Climate change threatens the genetic diversity of the world’s food supply, and saving crops and animals at risk will be crucial for preserving yields and adapting to wild weather patterns, a U.N. policy paper said on Monday. Certain wild crops – varieties not often cultivated by today’s farmers – could prove more resilient to a warming planet than some popular crop breeds, the U.N. Food and Agriculture Organisation (FAO) said. But these wild strains are among those most threatened by climate change.
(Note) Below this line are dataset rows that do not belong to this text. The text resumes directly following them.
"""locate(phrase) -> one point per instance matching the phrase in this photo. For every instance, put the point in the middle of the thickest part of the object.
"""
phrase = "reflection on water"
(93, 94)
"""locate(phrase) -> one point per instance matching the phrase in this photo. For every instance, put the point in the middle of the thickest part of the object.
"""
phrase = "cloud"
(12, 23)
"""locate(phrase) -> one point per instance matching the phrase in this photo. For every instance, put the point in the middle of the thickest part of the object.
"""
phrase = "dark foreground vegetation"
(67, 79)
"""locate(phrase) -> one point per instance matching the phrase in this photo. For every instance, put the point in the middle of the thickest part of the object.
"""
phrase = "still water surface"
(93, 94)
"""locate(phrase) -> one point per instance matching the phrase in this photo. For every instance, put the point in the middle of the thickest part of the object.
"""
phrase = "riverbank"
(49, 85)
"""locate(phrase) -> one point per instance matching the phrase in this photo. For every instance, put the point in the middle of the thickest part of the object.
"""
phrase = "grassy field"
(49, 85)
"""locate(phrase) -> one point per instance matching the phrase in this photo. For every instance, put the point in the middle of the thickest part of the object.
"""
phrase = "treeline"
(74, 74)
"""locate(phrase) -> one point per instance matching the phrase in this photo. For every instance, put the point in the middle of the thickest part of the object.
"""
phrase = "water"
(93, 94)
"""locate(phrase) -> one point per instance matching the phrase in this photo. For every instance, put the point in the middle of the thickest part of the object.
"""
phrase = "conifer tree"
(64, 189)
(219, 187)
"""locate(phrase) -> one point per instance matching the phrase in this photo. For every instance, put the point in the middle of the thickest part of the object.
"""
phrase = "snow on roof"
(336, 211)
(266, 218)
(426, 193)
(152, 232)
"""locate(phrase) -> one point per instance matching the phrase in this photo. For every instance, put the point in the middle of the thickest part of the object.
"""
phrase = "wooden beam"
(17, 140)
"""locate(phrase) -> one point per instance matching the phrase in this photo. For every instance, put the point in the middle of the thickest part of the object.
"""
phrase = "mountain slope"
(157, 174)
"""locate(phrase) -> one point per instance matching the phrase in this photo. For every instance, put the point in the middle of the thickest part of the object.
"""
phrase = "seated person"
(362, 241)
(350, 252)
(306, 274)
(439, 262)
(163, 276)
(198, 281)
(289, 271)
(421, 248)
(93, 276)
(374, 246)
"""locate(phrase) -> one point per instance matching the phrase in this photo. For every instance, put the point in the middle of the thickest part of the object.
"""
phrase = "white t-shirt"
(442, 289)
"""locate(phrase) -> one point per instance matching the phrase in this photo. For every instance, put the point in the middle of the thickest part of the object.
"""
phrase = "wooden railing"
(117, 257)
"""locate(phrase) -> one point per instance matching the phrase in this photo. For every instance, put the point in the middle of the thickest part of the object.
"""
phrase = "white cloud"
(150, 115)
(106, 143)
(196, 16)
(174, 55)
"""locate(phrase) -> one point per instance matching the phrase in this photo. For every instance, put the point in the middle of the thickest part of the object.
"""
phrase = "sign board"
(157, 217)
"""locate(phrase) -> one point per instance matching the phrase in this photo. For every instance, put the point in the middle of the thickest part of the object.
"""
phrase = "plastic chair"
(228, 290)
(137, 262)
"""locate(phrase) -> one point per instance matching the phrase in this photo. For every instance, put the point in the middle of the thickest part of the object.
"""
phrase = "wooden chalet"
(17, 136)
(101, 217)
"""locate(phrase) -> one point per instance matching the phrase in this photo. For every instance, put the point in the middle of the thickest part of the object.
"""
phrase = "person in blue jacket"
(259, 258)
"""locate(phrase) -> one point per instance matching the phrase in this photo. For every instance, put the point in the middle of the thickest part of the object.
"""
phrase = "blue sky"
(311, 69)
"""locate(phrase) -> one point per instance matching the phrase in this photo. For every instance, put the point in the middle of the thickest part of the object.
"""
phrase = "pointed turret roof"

Ensuring food security and protecting at-risk species as the climate changes is one of “the most daunting challenges facing humankind”, the paper said. Between 16 and 22 percent of wild crop species may be in danger of extinction within the next 50 years, said the FAO paper. They include 61 percent of peanut species, 12 percent of potato species and 8 percent of cowpea species. “In a warmer world with harsher, more variable weather, plants and animals raised for food will need to have the biological capacity to adapt more quickly than ever before,” FAO Deputy Director-General Maria Helena Semedo said in a statement. “Preventing further losses of agricultural genetic resources and diverting more attention to studying them and their potential will boost humankind’s ability to adapt to climate change.”
To improve the resilience of food systems, the paper recommends strengthening gene banks to include crops now considered “minor”, a review of breeding practices, the creation of community seed banks, and improving seed exchanges between farmers in different regions. Seeds and genetic material from crops under threat should be preserved in labs when they are not safe in the wild, said the paper. World food production will need to rise by an estimated 60 percent by 2050 to feed a growing population, the FAO said, and climate change will make boosting yields tougher in many regions.
Cropping areas are set to shrink in sub-Saharan Africa, the Caribbean, India and northern Australia, while warming temperatures will open new regions to agriculture in the northern United States, Canada and much of Europe. Farming systems – and crops themselves – will need adapt to cope in these new environments, the paper said. Scientists worry that certain crop varieties and animal breeds could be abandoned by farmers and livestock keepers in the face of climate change without steps to conserve them. Breeders will need to identify genetic resources with suitable traits for developing varieties that can thrive in extreme climatic conditions, the paper said.